Consumer interests have changed, and they will keep changing.

Social media switched the balance of power away from company-controlled communication and into the consumer camp — not just in-the-moment, but precisely at their moment, on their devices, on the channels they choose.

But with the advent of messaging and the recent injection of A.I. into messaging platforms in the form of chatbots, it’s more than just communication that is shifting — it’s the entire way people and businesses interact. While messaging platforms are the future of consumer-brand engagement, A.I. technology is in its infancy as it relates to truly engaging with humans. There is a long way to go before people are having open-ended conversations with chatbots that don’t end in disappointment.

Just message me

Before I explain my point, here’s some background on messaging apps. Messaging platforms are clearly on the rise, growing faster than social media. The four biggest messaging apps are now bigger (in terms of monthly active users) than the four biggest social networks.

Yet, just as communication has made a huge shift away from older digital channels and into messaging, we’re about to see a major shift away from traditional mobile applications and into interactive functionality delivered seamlessly to customers inside messaging applications, often powered by A.I. and bots, with customer service fitting alongside.

WeChat led the way for this to some extent, providing a single ecosystem with payments, identity, and messaging where companies can deliver full app-like functionality within the messaging application.

Facebook Messenger hasn’t gone quite that far (yet), but it does allow interactive functionality to be delivered inside the messaging thread.
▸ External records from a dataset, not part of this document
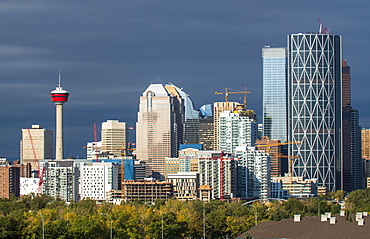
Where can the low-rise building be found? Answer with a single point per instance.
(185, 185)
(60, 179)
(147, 191)
(97, 179)
(297, 186)
(9, 179)
(219, 172)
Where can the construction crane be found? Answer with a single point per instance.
(322, 29)
(268, 147)
(227, 93)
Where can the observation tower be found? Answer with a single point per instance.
(59, 96)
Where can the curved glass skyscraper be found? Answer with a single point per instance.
(274, 93)
(314, 107)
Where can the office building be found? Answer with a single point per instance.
(191, 129)
(274, 102)
(365, 143)
(36, 144)
(254, 173)
(206, 133)
(159, 127)
(97, 179)
(59, 96)
(298, 187)
(278, 163)
(352, 169)
(236, 129)
(93, 150)
(60, 179)
(218, 108)
(315, 107)
(185, 185)
(9, 179)
(114, 137)
(147, 191)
It is enabling, for example, the ability to flick through a carousel of options, or to have check-in notifications and boarding passes delivered. Some of these bots are using basic natural language processing (NLP) on top of the interactive features, with the option to hand off to a human agent inside the same conversation if a consumer wants to ask anything the bots can’t answer.

Is this really A.I. at all?

Around the same time that Facebook launched their interactive “bot” functionality, a host of other major companies, including Microsoft and Google, released various new platforms that make it easier for developers to employ artificial intelligence and natural language processing in their own bots. With all this news came a ton of hype. For a couple of weeks, bots were the hottest thing in Silicon Valley.
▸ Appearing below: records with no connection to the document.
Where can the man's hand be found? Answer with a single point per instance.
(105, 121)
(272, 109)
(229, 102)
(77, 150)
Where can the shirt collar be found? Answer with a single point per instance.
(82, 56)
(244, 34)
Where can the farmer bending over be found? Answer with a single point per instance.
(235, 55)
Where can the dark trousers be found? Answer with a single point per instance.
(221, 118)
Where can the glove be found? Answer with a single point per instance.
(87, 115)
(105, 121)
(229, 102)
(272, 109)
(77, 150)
But messenger bots today aren’t really A.I. They’re just a different UI accessed inside a messaging thread. It’s not text as UI — it’s UI as UI, but delivered inside a messaging thread with some conversational elements for text entry.

That doesn’t mean they can’t be useful — it’s easier and faster to order flowers using the 1-800 Flowers bot than it is to download a whole separate application that will then be immediately relegated to your third iPhone screen. For the same reason, I’d much rather have my KLM boarding pass delivered to me over Messenger. As this kind of functionality deepens, we’ll see more and more businesses opt to build messaging “bots” (or applets) versus traditional applications. With iOS and Android both improving their own native messaging and notification windows, this functionality could even be delivered straight to a phone without even a messaging platform in between.

Add in A.I. that combines personal data about a customer with situational intelligence from the phone, and the functionality you need could be delivered seamlessly just when you need it.

No smart chatbots (yet)

In the past few years, innovation — especially in hardware — has made large-scale deep learning widely accessible. We now have a thousand flowers blooming across startups and established companies, putting machine learning to work to drive innovation in every area imaginable.

Combining this with the ability to inject interactive functionality into every mobile engagement with your customer has the potential to make interactions with your customers faster, smarter, and more efficient. But this will come through the application of A.I. in narrow use cases — predicting certain types of issues, understanding customer behavior better, and potentially enabling customer service agents to do their jobs much faster and easier.

But when it comes to real, meaningful customer service conversations, the fact is that AI is just not good enough yet. If you try to use it for general open-ended conversation, it will quickly cause frustration and annoyance. Think of the Tay bot or consumers who turned to social because they were fed up with interactive voice response (IVR) and computers saying no. Replicating the same customer experience in messaging will guarantee that they’ll be back at it, complaining on social media fiercely — and publicly.